For too long, he said, UK aid spending had “been treated as some giant cashpoint in the sky that arrives without any reference to UK interests”.
However he pledged DfID’s budget – which at £15bn last year dwarfed the £2.4bn spent by the FCO – would be maintained, with the UK committed to continuing to spend 0.7% of national income on aid projects.
Boris Johnson has wanted to merge the Foreign Office and Department for International Development for years.
He believes that it is wrong to have two arms of UK foreign policy acting independently, and wants more coherence so the UK can speak with one voice on overseas matters.
But critics within the aid sector fear this merger may see more of the money focused on UK national interests and less on poverty reduction. As such, this is a politically controversial move.
Some will see it as a sensible reordering of Whitehall, to ensure joined up policy and more effective aid spending, helping the most vulnerable while also promoting Britain abroad.
Others will see it as a bureaucratic distraction that will potentially weaken the UK’s global reputation as an aid superpower.
In response, Sir Keir said there was “no rationale” for the merger, which he said was being made now to “deflect attention” from the government’s handling of the Covid-19 crisis.
He said DfID had proved one of the UK’s “best performing departments,” and abolishing it represented “the tactics of pure distraction”.
“Abolishing DfID diminishes Britain’s place in the world,” he told MPs.
Asked later on Tuesday whether he would undo the merger if elected PM, he replied: “Yes, we introduced DfID for a reason.
“This was cross-party consensus for many many years that DfID did good work.
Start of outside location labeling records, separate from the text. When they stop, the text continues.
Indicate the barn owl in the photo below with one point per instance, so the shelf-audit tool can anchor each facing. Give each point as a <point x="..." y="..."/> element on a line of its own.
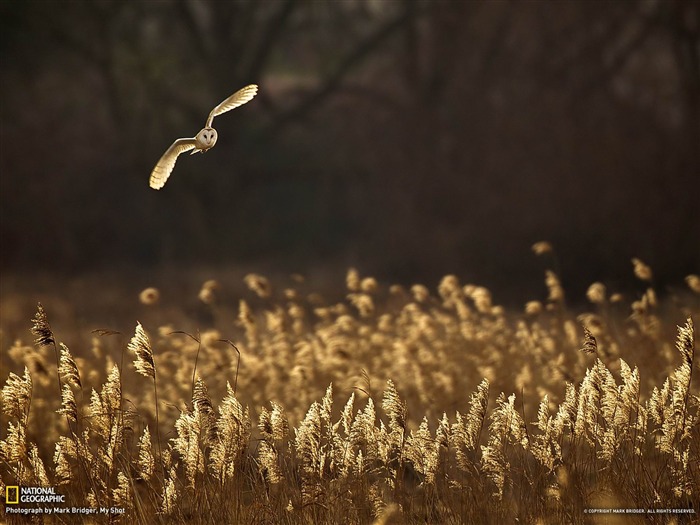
<point x="203" y="141"/>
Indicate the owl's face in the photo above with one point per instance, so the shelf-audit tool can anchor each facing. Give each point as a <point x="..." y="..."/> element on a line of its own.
<point x="206" y="138"/>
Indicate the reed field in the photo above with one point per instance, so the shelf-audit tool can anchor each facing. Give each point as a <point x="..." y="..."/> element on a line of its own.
<point x="396" y="404"/>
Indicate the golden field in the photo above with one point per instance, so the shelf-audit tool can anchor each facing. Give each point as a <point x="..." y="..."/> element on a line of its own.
<point x="393" y="405"/>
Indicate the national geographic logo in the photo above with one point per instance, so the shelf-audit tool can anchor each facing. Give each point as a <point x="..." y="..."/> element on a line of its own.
<point x="16" y="494"/>
<point x="12" y="495"/>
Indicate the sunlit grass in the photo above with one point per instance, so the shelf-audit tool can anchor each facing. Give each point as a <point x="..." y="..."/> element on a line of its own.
<point x="397" y="404"/>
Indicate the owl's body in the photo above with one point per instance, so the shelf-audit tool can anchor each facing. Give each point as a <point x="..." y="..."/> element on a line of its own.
<point x="203" y="141"/>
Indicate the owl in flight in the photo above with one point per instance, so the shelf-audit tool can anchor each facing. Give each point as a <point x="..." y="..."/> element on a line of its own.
<point x="203" y="141"/>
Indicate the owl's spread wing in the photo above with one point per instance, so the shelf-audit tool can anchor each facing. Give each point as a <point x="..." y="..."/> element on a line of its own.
<point x="239" y="98"/>
<point x="165" y="165"/>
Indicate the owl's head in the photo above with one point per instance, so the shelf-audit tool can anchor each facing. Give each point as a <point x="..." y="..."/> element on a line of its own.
<point x="206" y="138"/>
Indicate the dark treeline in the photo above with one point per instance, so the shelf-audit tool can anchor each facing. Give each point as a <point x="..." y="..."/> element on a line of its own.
<point x="411" y="138"/>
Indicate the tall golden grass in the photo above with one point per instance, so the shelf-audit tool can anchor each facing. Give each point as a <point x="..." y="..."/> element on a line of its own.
<point x="393" y="406"/>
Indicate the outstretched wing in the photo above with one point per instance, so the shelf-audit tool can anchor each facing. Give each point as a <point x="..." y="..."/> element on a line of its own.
<point x="239" y="98"/>
<point x="165" y="165"/>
Of course it should be reinstated.”
Tory MP Andrew Mitchell, who was in charge of DfID between 2010 and 2012, said abolishing the department would be a “quite extraordinary mistake”.
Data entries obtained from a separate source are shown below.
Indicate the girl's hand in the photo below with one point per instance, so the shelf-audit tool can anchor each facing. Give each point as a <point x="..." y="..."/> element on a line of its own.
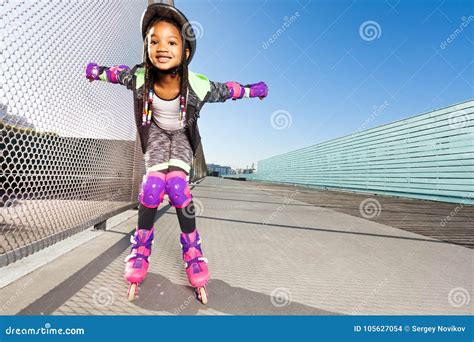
<point x="92" y="72"/>
<point x="259" y="90"/>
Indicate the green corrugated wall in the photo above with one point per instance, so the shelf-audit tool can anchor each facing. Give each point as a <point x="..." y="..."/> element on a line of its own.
<point x="428" y="156"/>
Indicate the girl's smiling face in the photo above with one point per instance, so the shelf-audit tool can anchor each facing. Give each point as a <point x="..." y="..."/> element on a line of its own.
<point x="165" y="45"/>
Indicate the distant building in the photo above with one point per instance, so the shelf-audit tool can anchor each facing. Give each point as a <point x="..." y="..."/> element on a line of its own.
<point x="218" y="170"/>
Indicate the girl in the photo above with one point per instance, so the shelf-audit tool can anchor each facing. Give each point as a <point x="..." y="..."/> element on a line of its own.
<point x="167" y="101"/>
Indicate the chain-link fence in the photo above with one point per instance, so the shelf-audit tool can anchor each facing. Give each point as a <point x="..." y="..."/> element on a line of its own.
<point x="70" y="157"/>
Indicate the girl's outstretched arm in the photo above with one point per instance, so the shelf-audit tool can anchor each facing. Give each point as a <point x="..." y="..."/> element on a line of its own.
<point x="238" y="91"/>
<point x="221" y="92"/>
<point x="115" y="74"/>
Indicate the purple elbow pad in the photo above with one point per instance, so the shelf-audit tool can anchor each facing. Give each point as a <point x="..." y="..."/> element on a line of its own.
<point x="92" y="71"/>
<point x="259" y="89"/>
<point x="112" y="72"/>
<point x="236" y="90"/>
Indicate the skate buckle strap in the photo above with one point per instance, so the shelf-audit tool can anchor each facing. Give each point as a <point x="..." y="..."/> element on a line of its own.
<point x="137" y="256"/>
<point x="195" y="260"/>
<point x="195" y="244"/>
<point x="139" y="243"/>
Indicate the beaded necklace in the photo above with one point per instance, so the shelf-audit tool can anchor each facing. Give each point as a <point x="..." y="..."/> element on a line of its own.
<point x="148" y="109"/>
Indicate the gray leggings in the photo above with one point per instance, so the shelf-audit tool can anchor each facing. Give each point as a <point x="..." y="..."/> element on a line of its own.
<point x="168" y="149"/>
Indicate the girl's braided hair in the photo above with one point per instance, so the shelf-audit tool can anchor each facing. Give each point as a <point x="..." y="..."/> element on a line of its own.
<point x="182" y="69"/>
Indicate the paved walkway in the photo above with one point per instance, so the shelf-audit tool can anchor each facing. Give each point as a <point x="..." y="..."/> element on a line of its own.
<point x="269" y="254"/>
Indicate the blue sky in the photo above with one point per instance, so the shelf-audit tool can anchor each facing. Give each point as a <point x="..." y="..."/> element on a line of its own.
<point x="328" y="77"/>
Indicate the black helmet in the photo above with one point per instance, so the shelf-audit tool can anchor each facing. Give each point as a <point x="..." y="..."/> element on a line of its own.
<point x="160" y="10"/>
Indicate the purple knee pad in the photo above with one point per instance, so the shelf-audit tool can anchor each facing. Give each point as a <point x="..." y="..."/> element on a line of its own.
<point x="153" y="189"/>
<point x="177" y="189"/>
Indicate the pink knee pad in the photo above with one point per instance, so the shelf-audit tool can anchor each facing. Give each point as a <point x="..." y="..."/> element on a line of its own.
<point x="177" y="189"/>
<point x="153" y="189"/>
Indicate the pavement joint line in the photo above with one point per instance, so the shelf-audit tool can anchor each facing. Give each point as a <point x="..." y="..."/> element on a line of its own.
<point x="325" y="230"/>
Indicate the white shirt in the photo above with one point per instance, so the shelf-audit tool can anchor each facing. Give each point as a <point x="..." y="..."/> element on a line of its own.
<point x="166" y="113"/>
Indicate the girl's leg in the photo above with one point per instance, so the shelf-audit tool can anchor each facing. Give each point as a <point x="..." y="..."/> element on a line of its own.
<point x="150" y="197"/>
<point x="186" y="215"/>
<point x="179" y="193"/>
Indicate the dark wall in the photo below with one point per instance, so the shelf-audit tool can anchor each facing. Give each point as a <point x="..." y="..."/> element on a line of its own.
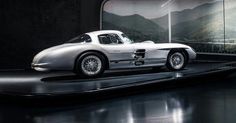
<point x="29" y="26"/>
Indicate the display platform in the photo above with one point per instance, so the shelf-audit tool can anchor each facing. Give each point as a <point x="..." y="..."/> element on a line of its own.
<point x="35" y="84"/>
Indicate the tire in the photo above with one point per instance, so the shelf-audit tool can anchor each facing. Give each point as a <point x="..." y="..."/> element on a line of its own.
<point x="90" y="64"/>
<point x="176" y="60"/>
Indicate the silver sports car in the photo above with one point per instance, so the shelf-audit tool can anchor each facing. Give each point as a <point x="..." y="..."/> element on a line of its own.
<point x="92" y="53"/>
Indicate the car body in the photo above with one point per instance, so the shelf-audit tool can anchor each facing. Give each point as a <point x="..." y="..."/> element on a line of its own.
<point x="114" y="49"/>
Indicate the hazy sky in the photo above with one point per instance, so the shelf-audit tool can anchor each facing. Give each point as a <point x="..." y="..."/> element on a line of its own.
<point x="150" y="8"/>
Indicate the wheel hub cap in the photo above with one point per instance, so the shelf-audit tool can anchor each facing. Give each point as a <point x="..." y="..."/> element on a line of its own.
<point x="91" y="65"/>
<point x="177" y="60"/>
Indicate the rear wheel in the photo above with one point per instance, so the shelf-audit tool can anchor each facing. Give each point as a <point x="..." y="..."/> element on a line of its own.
<point x="176" y="60"/>
<point x="90" y="64"/>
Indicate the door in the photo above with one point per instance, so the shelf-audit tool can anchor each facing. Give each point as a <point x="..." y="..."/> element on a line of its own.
<point x="119" y="54"/>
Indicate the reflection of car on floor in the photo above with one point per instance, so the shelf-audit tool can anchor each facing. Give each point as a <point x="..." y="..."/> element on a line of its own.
<point x="92" y="53"/>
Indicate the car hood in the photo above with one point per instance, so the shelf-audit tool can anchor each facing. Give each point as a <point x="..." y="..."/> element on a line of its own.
<point x="52" y="50"/>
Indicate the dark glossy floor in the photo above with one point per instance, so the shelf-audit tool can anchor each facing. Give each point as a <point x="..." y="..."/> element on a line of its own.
<point x="28" y="83"/>
<point x="208" y="102"/>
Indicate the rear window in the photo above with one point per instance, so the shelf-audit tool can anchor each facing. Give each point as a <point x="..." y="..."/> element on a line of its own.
<point x="84" y="38"/>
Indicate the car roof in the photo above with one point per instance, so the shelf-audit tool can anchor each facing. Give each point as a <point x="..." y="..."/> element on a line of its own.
<point x="104" y="32"/>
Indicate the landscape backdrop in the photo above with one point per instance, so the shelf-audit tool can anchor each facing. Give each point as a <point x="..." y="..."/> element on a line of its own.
<point x="198" y="23"/>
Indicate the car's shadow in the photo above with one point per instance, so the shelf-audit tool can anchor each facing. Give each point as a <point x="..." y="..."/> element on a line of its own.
<point x="106" y="75"/>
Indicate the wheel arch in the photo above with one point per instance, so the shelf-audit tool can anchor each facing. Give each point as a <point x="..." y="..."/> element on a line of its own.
<point x="183" y="50"/>
<point x="103" y="54"/>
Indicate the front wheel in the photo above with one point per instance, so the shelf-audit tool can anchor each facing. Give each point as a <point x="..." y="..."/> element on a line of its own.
<point x="176" y="61"/>
<point x="90" y="64"/>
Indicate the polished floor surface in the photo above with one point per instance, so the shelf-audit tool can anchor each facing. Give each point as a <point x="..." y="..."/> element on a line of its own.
<point x="208" y="102"/>
<point x="31" y="83"/>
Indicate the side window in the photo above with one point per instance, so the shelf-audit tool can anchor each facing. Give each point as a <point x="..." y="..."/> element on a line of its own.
<point x="109" y="39"/>
<point x="82" y="38"/>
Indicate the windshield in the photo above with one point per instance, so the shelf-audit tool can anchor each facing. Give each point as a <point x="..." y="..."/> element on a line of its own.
<point x="84" y="38"/>
<point x="127" y="40"/>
But fellow Conservative Jeremy Hunt, who said he had “wrested with this issue” as a former foreign secretary, said the merger was the “right thing to do”.
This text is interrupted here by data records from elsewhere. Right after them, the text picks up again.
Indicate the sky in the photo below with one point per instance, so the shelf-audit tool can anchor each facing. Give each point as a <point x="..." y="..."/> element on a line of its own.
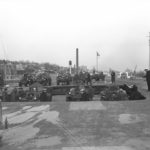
<point x="51" y="30"/>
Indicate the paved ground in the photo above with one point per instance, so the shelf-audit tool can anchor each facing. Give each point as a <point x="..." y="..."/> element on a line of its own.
<point x="60" y="125"/>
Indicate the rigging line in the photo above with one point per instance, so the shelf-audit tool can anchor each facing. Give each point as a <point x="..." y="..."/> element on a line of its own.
<point x="4" y="46"/>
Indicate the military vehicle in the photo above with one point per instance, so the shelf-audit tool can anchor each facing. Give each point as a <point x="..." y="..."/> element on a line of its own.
<point x="63" y="79"/>
<point x="42" y="78"/>
<point x="98" y="76"/>
<point x="80" y="94"/>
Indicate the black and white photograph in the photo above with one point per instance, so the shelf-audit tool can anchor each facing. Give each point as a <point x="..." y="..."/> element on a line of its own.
<point x="74" y="75"/>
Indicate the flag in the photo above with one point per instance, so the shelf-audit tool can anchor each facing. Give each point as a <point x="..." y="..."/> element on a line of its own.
<point x="98" y="54"/>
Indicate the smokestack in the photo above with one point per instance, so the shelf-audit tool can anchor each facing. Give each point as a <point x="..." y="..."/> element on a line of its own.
<point x="77" y="60"/>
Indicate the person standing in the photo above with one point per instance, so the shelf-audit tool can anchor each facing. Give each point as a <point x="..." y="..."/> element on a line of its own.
<point x="148" y="78"/>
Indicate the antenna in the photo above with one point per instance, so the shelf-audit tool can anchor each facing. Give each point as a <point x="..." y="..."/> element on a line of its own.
<point x="149" y="50"/>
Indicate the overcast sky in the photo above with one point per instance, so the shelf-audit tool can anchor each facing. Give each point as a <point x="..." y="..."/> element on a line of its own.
<point x="51" y="30"/>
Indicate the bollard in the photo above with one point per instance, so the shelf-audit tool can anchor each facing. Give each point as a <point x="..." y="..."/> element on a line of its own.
<point x="1" y="115"/>
<point x="6" y="123"/>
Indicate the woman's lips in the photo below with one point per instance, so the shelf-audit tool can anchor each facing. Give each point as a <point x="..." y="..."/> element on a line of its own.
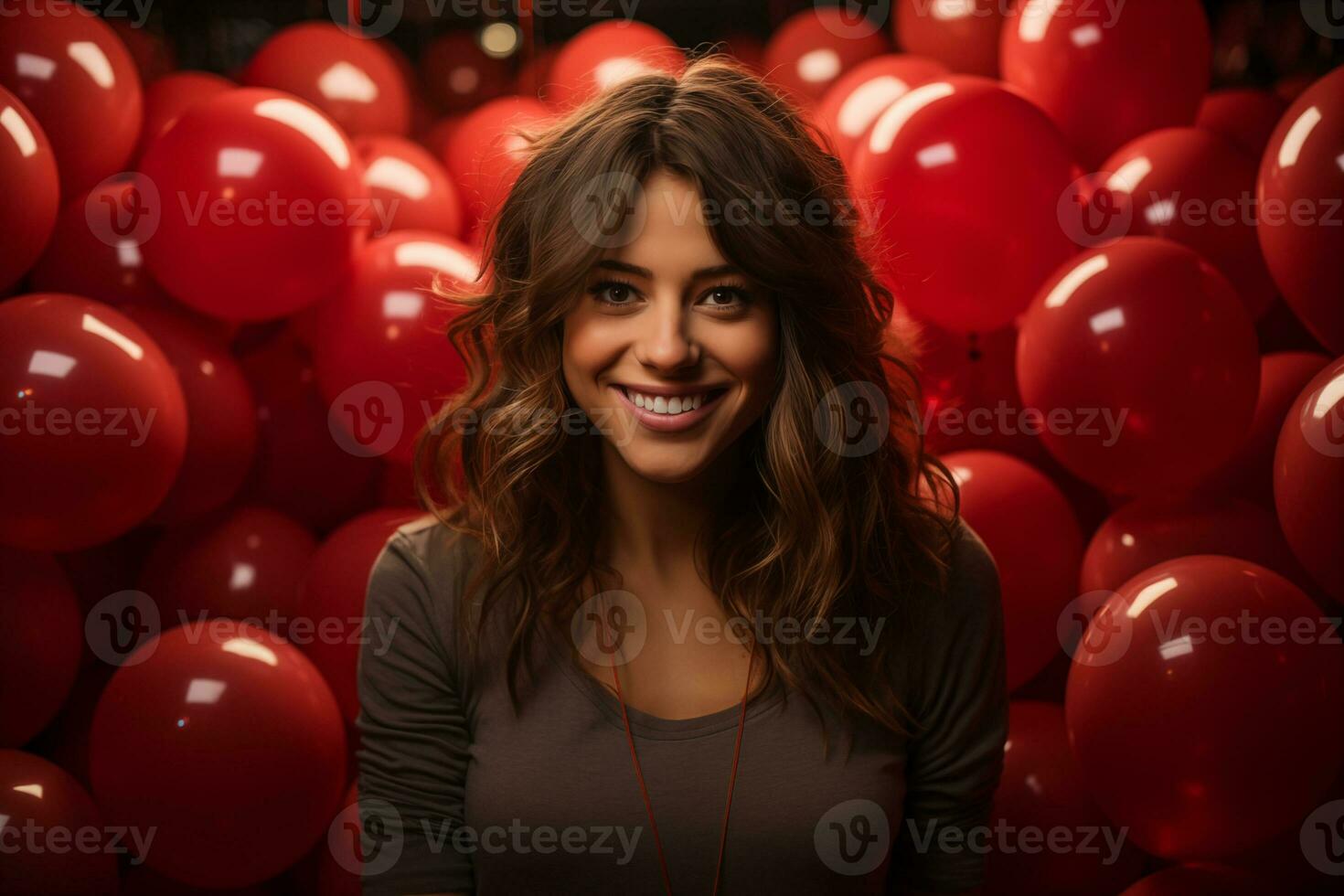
<point x="669" y="422"/>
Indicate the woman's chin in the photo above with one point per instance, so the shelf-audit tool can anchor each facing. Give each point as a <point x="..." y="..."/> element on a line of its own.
<point x="668" y="464"/>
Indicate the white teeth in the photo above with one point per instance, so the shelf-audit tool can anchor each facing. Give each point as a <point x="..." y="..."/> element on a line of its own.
<point x="663" y="404"/>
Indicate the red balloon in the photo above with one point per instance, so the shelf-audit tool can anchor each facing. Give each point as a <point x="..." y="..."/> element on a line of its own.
<point x="69" y="732"/>
<point x="1146" y="532"/>
<point x="86" y="258"/>
<point x="534" y="76"/>
<point x="1309" y="477"/>
<point x="74" y="74"/>
<point x="409" y="187"/>
<point x="220" y="415"/>
<point x="302" y="469"/>
<point x="486" y="151"/>
<point x="963" y="37"/>
<point x="966" y="245"/>
<point x="352" y="80"/>
<point x="1109" y="74"/>
<point x="437" y="137"/>
<point x="1043" y="790"/>
<point x="243" y="564"/>
<point x="1031" y="531"/>
<point x="1300" y="183"/>
<point x="971" y="394"/>
<point x="1198" y="880"/>
<point x="1250" y="470"/>
<point x="174" y="94"/>
<point x="30" y="188"/>
<point x="383" y="360"/>
<point x="334" y="600"/>
<point x="39" y="797"/>
<point x="43" y="635"/>
<point x="94" y="422"/>
<point x="459" y="74"/>
<point x="1191" y="669"/>
<point x="814" y="48"/>
<point x="231" y="749"/>
<point x="1195" y="187"/>
<point x="605" y="55"/>
<point x="1144" y="364"/>
<point x="254" y="175"/>
<point x="1246" y="117"/>
<point x="858" y="97"/>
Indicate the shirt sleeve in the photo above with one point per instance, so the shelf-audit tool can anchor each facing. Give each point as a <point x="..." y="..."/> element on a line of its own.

Oxfam, which has delivered development projects using money from DfID, said the merger would harm the fight to reduce global poverty.
The charity’s chief executive Danny Sriskandarajah said the move was “scarcely believable” at a time when the world was focused on fighting coronavirus.
“This decision puts politics above the needs of the poorest people and will mean more people around the world will die unnecessarily from hunger and disease.”
“The Foreign Office may be excellent at diplomacy, but it has a patchy record of aid delivery and is not as transparent as DfID”, he said.
‘Wrong and regressive’
Former Labour PM Tony Blair – who carved DfID out of the Foreign Office during his time in Downing Street – also called the move “wrong and regressive”.
“The strategic aims of alignment with diplomacy and focus on new areas of strategic interest to Britain could be accomplished without its abolition,” he said.
His successor Gordon Brown said the decision to axe DfID was “sad,” adding it had been “one of the UK’s great international assets.”
SNP Westminster leader Ian Blackford said the move represented the UK “turning its back on the world and to those most in need”.
Acting Liberal Democrat leader Sir Ed Davey said that “confusing” aid objectives with foreign policy decisions was a “massive step backwards”.
History of mergers
The department now known as DfID began life under Harold Wilson’s Labour government in 1964 as the Ministry of Overseas Development (ODM).
It was later merged with the Foreign Office under Ted Heath’s Conservative government in 1970, but was re-established as a separate ministry by Mr Wilson after his return to Downing Street in 1974.
It was re-merged with the Foreign Office again however after the election of Conservative Prime Minister Margaret Thatcher in 1979.
It obtained its current name of the Department for International Development (DfID) in 1997 after the carve-out under Mr Blair.